The index patient, a boy, was referred for assessment of his short stature (− 2.54 SD score) and a delayed bone age of 5.9 yrs at the chronological age of 7.7 yrs. The GHD was confirmed by standard GH provocation tests, which revealed modestly reduced GH and IGF-I concentrations. Further genetic analysis of GH-1 gene identified heterozygosity for GH-P59L mutation. The secretion of the GH-P59L following stimulation with forskolin was investigated and compared to that of the wt-GH after expression of both GH variants in AtT-20 cells.
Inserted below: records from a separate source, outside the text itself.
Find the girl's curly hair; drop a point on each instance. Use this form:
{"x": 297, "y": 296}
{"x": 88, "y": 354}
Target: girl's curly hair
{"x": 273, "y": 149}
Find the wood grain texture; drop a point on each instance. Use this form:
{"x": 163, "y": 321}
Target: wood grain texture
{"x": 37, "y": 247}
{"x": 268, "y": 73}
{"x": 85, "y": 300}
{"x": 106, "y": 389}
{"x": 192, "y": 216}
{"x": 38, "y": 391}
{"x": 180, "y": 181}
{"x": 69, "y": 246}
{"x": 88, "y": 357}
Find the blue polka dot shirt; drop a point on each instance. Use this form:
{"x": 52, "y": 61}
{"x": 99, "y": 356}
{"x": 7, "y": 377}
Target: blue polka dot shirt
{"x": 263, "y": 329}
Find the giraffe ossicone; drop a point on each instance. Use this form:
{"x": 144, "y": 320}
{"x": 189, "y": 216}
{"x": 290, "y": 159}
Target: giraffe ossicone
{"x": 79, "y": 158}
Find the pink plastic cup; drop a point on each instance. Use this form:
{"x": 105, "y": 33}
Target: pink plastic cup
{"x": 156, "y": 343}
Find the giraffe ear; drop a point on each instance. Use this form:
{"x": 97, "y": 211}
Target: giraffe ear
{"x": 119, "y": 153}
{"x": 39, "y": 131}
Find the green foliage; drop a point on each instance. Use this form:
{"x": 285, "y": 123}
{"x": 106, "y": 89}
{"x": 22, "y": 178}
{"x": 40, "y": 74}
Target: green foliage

Based on the position of P59L mutation that lies within a patch of residues composing the GH binding site 1 for GHR, we performed the analysis of GH-P59L binding to GHR by in silico mutagenesis and molecular dynamics simulations, which suggested possible problems in correct binding of GH-P59L to the GHR. Therefore, the functional characterization of this GH mutant was assessed through studies of GHR binding and activation of Jak2/Stat5 signaling pathway.

Results

In line with the clinical data of the patient GH deficiency is suggested, underlined by GH-secretion studies revealing a moderate difference in secretion between GH-P59L and wt-GH. In addition, further functional characterization of the GH-P59L by studies of GH-receptor binding and activation of Jak2/Stat5 pathway presented with a reduced binding affinity of GH-P59L for GHR and decreased bioactivity compared to the wt-GH.

Conclusions

The clinical data of the patient combined with the laboratory data support the diagnosis of partial IGHD type II. Since the GH deficiency was not total, additional binding and signaling studies were performed, which revealed that the GH-P59L variant displays some of the common features of bioinactive GH syndrome. Taken together, in this study we report a patient suffering from the combination of two growth disorders (alteration of secretion as well as bioactivity) caused by a GH-1 gene alteration highlighting the necessity of functional analysis of any GH variant, despite the presence of obvious clinical features of IGHD type II.